The Q test for heterogeneity was not significant (P-Q test = 0.13), and the meta-analysis of 13 studies examining twin status (without regard to zygosity) found an OR of 1.22 (95% CI 1.01 to 1.11). There was no evidence of any publication bias (P-Egger test or P-Begg test >0.1). There were little evidence of heterogeneity (P-Q test > 0.1 for monozygotic or dizygotic twins), and breast cancer risk was not significantly increased among either monozygotic (OR 0.95 [95% CI 0.85 to 1.07]) or dizygotic (OR 1.17 [95% CI 0.99 to 1.37]) twins, albeit based on limited statistical power. In subgroup analysis by study design, cohort studies identified significantly increased risk (OR 1.23 [95% CI 1.00 to 1.11]) for breast cancer in twins versus singletons, with no study heterogeneity (P-Q test = 0.07). Case-control studies showed no association with twin status (OR 1.39 [95% CI 0.91 to 1.12]). There was no evidence of any publication bias (P-Egger test or P-Begg test > 0.05) among the case-control or cohort studies. In subgroup analysis by study design and zygosity, there were no heterogeneity in studies (P-Q test > 0.1). In subgroup analysis by study year, significant heterogeneity by publication year was identified (P = 0.01), and the OR (95% CI) for studies published before 2000 was 1.06 (0.97 to 1.47), whereas the OR (95% CI) for studies published in 2000 or later was 1.27 (1.03 to 1.58).
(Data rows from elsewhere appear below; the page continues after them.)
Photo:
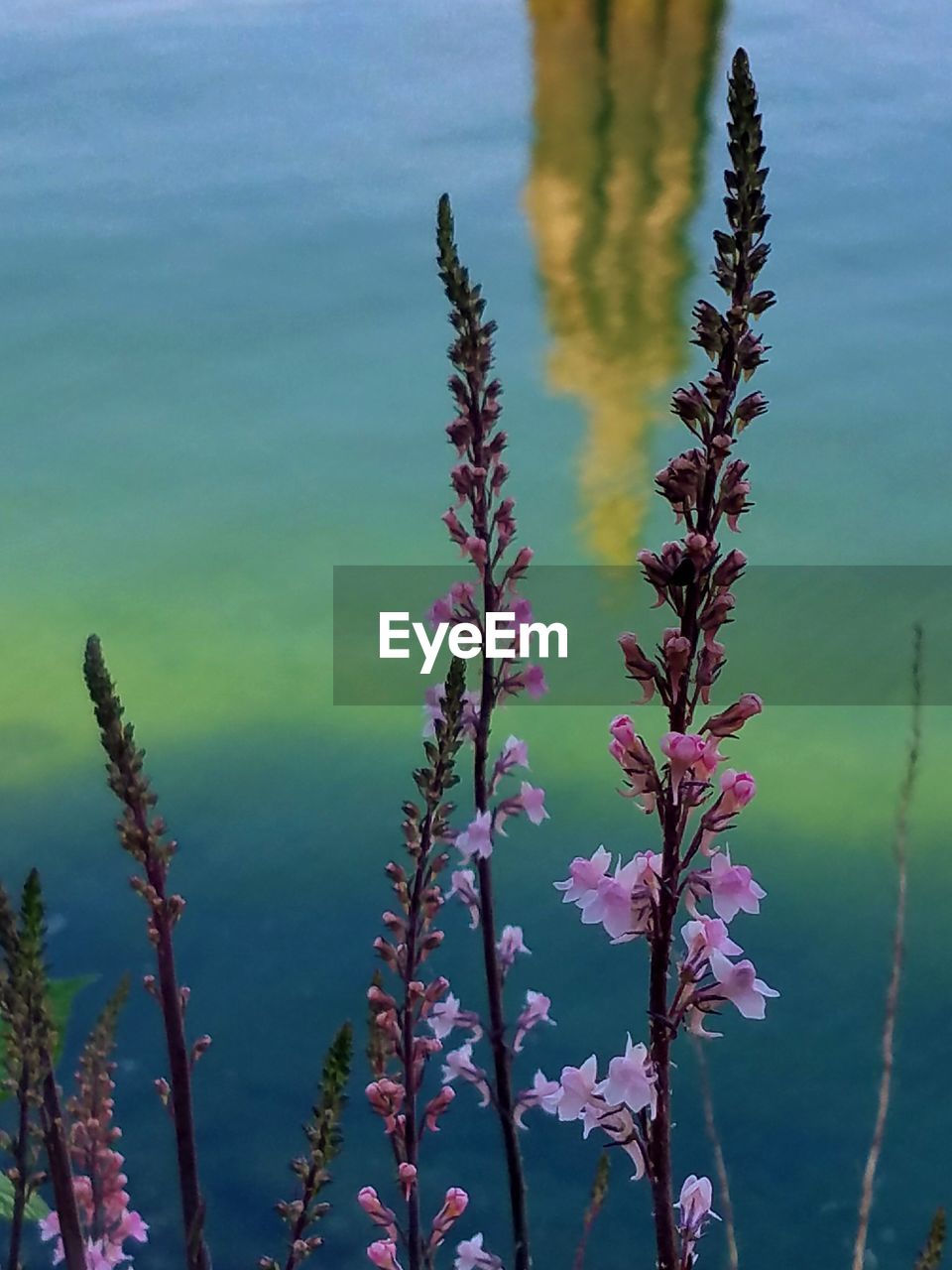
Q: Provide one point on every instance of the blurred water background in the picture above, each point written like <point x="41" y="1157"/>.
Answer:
<point x="222" y="350"/>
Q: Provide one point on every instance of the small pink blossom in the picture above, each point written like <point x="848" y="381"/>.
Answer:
<point x="535" y="1011"/>
<point x="454" y="1205"/>
<point x="622" y="903"/>
<point x="382" y="1254"/>
<point x="543" y="1093"/>
<point x="463" y="887"/>
<point x="407" y="1175"/>
<point x="584" y="876"/>
<point x="707" y="935"/>
<point x="509" y="945"/>
<point x="631" y="1080"/>
<point x="476" y="838"/>
<point x="733" y="888"/>
<point x="460" y="1066"/>
<point x="578" y="1087"/>
<point x="534" y="801"/>
<point x="684" y="751"/>
<point x="737" y="790"/>
<point x="694" y="1206"/>
<point x="535" y="681"/>
<point x="447" y="1015"/>
<point x="470" y="1255"/>
<point x="738" y="983"/>
<point x="377" y="1211"/>
<point x="436" y="1105"/>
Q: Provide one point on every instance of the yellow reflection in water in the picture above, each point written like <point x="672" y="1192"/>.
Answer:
<point x="621" y="102"/>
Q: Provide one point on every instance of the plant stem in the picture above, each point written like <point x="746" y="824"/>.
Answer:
<point x="141" y="835"/>
<point x="502" y="1055"/>
<point x="61" y="1174"/>
<point x="889" y="1024"/>
<point x="21" y="1157"/>
<point x="725" y="1203"/>
<point x="179" y="1078"/>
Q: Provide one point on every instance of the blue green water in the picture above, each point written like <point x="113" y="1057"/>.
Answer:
<point x="222" y="348"/>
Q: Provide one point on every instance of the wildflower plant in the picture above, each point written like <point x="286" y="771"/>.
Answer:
<point x="682" y="896"/>
<point x="143" y="835"/>
<point x="693" y="971"/>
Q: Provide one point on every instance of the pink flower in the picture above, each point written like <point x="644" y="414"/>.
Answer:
<point x="622" y="903"/>
<point x="634" y="757"/>
<point x="631" y="1080"/>
<point x="447" y="1015"/>
<point x="534" y="803"/>
<point x="460" y="1066"/>
<point x="684" y="751"/>
<point x="475" y="549"/>
<point x="543" y="1093"/>
<point x="516" y="753"/>
<point x="737" y="790"/>
<point x="454" y="1205"/>
<point x="463" y="887"/>
<point x="436" y="1106"/>
<point x="707" y="935"/>
<point x="694" y="1206"/>
<point x="382" y="1252"/>
<point x="622" y="730"/>
<point x="696" y="1024"/>
<point x="476" y="837"/>
<point x="50" y="1227"/>
<point x="733" y="888"/>
<point x="578" y="1087"/>
<point x="535" y="1011"/>
<point x="535" y="681"/>
<point x="132" y="1227"/>
<point x="584" y="876"/>
<point x="470" y="1255"/>
<point x="509" y="945"/>
<point x="377" y="1211"/>
<point x="738" y="982"/>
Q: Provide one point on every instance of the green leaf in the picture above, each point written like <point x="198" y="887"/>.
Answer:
<point x="36" y="1207"/>
<point x="60" y="997"/>
<point x="930" y="1256"/>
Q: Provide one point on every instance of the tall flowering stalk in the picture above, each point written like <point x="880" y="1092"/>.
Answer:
<point x="143" y="835"/>
<point x="99" y="1182"/>
<point x="30" y="1040"/>
<point x="483" y="525"/>
<point x="411" y="1023"/>
<point x="707" y="488"/>
<point x="322" y="1133"/>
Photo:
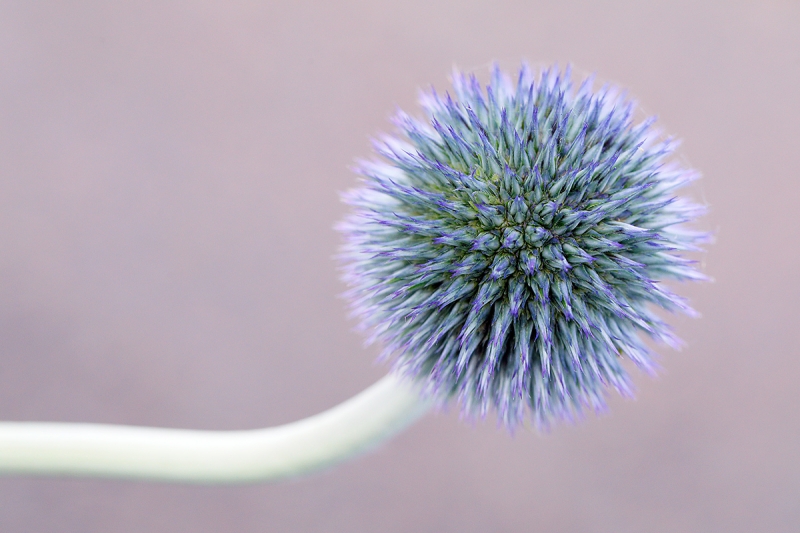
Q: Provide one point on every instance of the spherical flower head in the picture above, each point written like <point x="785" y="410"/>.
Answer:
<point x="510" y="248"/>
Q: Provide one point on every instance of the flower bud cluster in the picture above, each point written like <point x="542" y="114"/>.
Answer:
<point x="509" y="248"/>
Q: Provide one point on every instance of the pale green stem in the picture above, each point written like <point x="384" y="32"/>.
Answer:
<point x="185" y="455"/>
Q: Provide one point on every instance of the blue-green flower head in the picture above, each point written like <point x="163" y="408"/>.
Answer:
<point x="510" y="248"/>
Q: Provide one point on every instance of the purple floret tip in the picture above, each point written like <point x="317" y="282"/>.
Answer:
<point x="510" y="247"/>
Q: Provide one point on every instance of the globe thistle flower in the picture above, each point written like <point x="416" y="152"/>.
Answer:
<point x="509" y="249"/>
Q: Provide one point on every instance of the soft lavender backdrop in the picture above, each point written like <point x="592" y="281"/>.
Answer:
<point x="168" y="182"/>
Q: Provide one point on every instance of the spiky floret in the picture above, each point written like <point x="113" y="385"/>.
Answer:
<point x="509" y="247"/>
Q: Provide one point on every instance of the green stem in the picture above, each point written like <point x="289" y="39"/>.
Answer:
<point x="183" y="455"/>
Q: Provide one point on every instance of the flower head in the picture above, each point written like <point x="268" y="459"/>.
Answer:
<point x="509" y="247"/>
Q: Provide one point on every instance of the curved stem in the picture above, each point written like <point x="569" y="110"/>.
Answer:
<point x="322" y="440"/>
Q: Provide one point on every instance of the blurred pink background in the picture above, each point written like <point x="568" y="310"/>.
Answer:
<point x="169" y="176"/>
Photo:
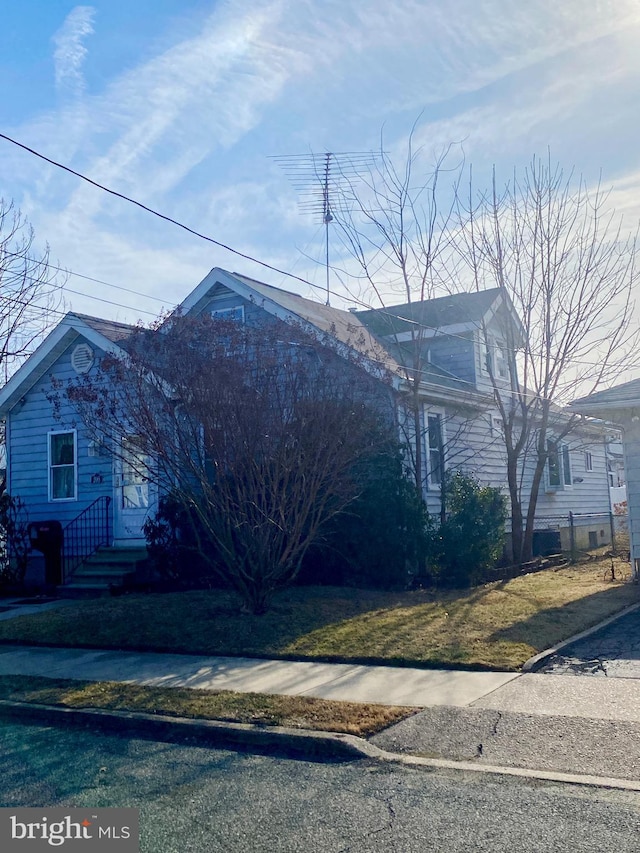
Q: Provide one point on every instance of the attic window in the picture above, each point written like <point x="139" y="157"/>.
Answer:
<point x="82" y="358"/>
<point x="236" y="313"/>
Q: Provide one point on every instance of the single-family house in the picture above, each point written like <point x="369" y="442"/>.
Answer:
<point x="441" y="351"/>
<point x="620" y="405"/>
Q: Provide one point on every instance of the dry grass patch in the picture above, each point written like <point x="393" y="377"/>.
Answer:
<point x="496" y="626"/>
<point x="293" y="711"/>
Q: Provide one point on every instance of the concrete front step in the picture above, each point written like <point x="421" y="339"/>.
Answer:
<point x="107" y="568"/>
<point x="117" y="556"/>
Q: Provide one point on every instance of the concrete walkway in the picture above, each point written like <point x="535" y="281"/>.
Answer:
<point x="349" y="682"/>
<point x="534" y="722"/>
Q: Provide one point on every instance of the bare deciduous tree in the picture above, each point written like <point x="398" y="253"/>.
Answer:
<point x="29" y="290"/>
<point x="257" y="431"/>
<point x="399" y="234"/>
<point x="560" y="254"/>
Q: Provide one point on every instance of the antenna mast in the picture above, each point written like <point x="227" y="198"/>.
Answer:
<point x="320" y="179"/>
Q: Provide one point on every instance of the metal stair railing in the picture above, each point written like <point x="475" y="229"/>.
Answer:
<point x="87" y="532"/>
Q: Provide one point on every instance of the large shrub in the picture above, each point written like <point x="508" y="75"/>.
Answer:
<point x="380" y="539"/>
<point x="14" y="541"/>
<point x="472" y="537"/>
<point x="176" y="544"/>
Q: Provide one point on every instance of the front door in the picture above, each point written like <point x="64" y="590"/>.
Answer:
<point x="134" y="498"/>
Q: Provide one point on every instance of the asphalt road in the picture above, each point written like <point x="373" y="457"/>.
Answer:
<point x="197" y="799"/>
<point x="613" y="651"/>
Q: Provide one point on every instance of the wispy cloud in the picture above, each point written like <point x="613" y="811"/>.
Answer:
<point x="70" y="51"/>
<point x="187" y="128"/>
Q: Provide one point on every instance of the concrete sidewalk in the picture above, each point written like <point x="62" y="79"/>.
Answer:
<point x="347" y="682"/>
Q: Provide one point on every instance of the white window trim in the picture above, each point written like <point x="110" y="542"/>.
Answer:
<point x="426" y="411"/>
<point x="75" y="465"/>
<point x="563" y="453"/>
<point x="227" y="313"/>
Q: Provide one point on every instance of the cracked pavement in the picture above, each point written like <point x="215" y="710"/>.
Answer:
<point x="579" y="712"/>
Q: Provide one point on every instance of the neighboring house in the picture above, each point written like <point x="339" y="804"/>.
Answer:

We identified nine studies that assessed the association between maternal or paternal smoking and risk (Table 7). Two cohort studies reported nonsignificantly reduced risks associated with maternal smoking (OR 0.49 [95% CI 0.29 to 1.03] [68]; OR 0.8 [95% CI 0.5 to 1.1] [31]), whereas a case-control study [43] identified a significant positive association (age-adjusted OR 2.7 [95% CI 1.1 to 6.3]), although its crude OR was not statistically significant (OR 1.1 [95% CI 0.7 to 1.7]). The majority of studies, however, identified no associations with maternal [14, 20, 33, 35, 58, 69] or paternal [20, 35, 69] smoking during pregnancy.

There was no heterogeneity or publication bias (P-Q test > 0.05, P-Egger test and P-Begg test > 0.1 among all studies, case-control or cohort). The meta-analysis for maternal smoking (Figure 9) found no significant association with risk (OR 0.98 [95% CI 0.86 to 1.13]), although cohort studies [40, 68] noted a significant negative association with maternal smoking (OR 0.59 [95% CI 0.41 to 0.85]).